En un mensaje interceptado por los franceses desde su antena en la Torre Eiffel, los servicios secretos germanos se referían a un movimiento previsto de su espía H21 en París. La información había sido emitida con la intención de que fuera captada por el enemigo, puesto que la clave utilizada ya había sido descodificada por los franceses con anterioridad. Cuando Mata Hari acudió a un banco parisino a retirar dinero, tal como habían avanzado los alemanes en su supuesto mensaje secreto, las autoridades de París concluyeron que ella era el agente H21. El 13 de febrero la espía fue detenida en la habitación de su hotel parisino.

Mata Hari demostró después que todas sus acciones, incluso la de acudir a ese banco, estaban controladas por los servicios secretos franceses. Pero sus contactos en las altas esferas del poder, que podían haber corroborado estas palabras, no movieron un dedo para probar su inocencia. En el juicio se le declaró culpable sin pruebas concluyentes y basándose en hipótesis no probadas, que no se sostendrían en un juicio moderno.
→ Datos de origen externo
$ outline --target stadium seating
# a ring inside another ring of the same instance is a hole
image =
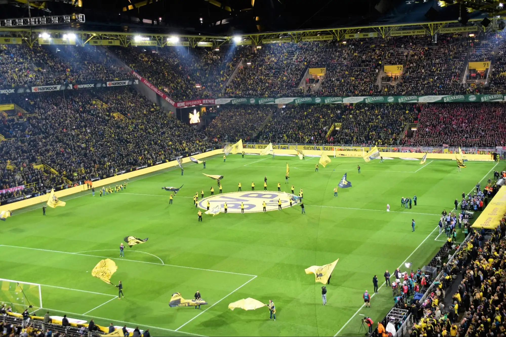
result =
[[[14,167],[7,169],[7,162],[0,162],[0,186],[36,183],[0,195],[2,200],[208,148],[203,134],[167,115],[133,89],[13,98],[12,103],[36,116],[4,120],[0,130],[14,139],[0,142],[0,153]],[[38,163],[58,173],[34,169],[33,164]]]
[[[502,223],[489,239],[480,242],[483,233],[475,232],[470,245],[447,266],[449,274],[460,273],[462,278],[458,291],[446,295],[452,297],[452,304],[445,308],[441,301],[437,305],[417,307],[412,310],[416,320],[410,335],[425,335],[426,333],[427,335],[438,333],[441,335],[498,335],[504,330],[501,309],[504,305],[503,282],[499,282],[500,270],[505,262],[502,252],[499,250],[506,243],[503,218]],[[499,239],[499,237],[502,238]],[[452,273],[452,270],[456,271]],[[436,297],[433,294],[429,297]],[[459,319],[460,315],[462,318]]]
[[[177,100],[219,95],[239,60],[233,50],[142,47],[111,49],[133,70]],[[196,87],[200,84],[201,87]]]
[[[409,145],[494,147],[506,143],[506,112],[493,103],[434,104],[422,110]]]
[[[277,109],[261,130],[259,141],[333,144],[392,145],[405,123],[413,120],[411,105],[288,106]],[[341,129],[331,137],[333,123]]]
[[[0,87],[80,83],[130,77],[103,49],[93,46],[0,45]]]
[[[267,117],[276,107],[272,105],[224,106],[206,131],[223,141],[253,141]]]

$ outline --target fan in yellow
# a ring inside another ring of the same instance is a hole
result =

Se cree que los franceses pretendían más bien achacar los fracasos de su Ejército en ese funesto 1917 a un supuesto «enemigo interno» en lugar de a la incapacidad de sus dirigentes, siendo elegida Mata Hari como cabeza de turco.

Pero tampoco hay que desdeñar el hecho de que Margaretha había devenido en un personaje incómodo y comprometedor para un buen número de militares y políticos, por lo que no había duda de que su desaparición iba a suponer un alivio para todos ellos.

Mata Hari fue condenada a muerte y, al contrario que en el caso de Edith Cavell, nadie clamó por su inocencia. Fue fusilada el 15 de octubre de 1917 en el Bois de Vincennes. Antes de la ejecución, la espía lanzó un beso de despedida a los soldados del pelotón; el gesto tuvo su efecto, ya que de los doce hombres que lo formaban solo acertaron cuatro, uno de ellos en el corazón, lo que le causó la muerte instantánea.

Postal de Geertruida Margaretha Zelle, más conocida por su nombre artístico, Mata Hari.

Otra postal de la época dedicada a la mítica espía holandesa. Sus habilidades como bailarina exótica no tuvieron continuidad en su carrera como espía, pues cayó ingenuamente en una trampa pergeñada por los alemanes.

Como no podía ser de otro modo en un personaje de leyenda, el misterio no le abandonaría después de su muerte. Su cuerpo no fue enterrado, sino que se empleó para el aprendizaje de anatomía de los estudiantes de medicina —como era habitual para los ajusticiados en aquella época—, pero su cabeza seguiría un curso más macabro.

La cabeza, que tenía el pelo teñido de rojo, fue embalsamada y expuesta en el Museo de Criminales de Francia, hasta que en 1954 desapareció sin dejar rastro, siendo seguramente robada por algún admirador. Nunca se recuperó, por lo que el enigma sobre su paradero último continúa vigente. Ese misterio vendría a sumarse a todos los que atesora celosamente la Primera Guerra Mundial.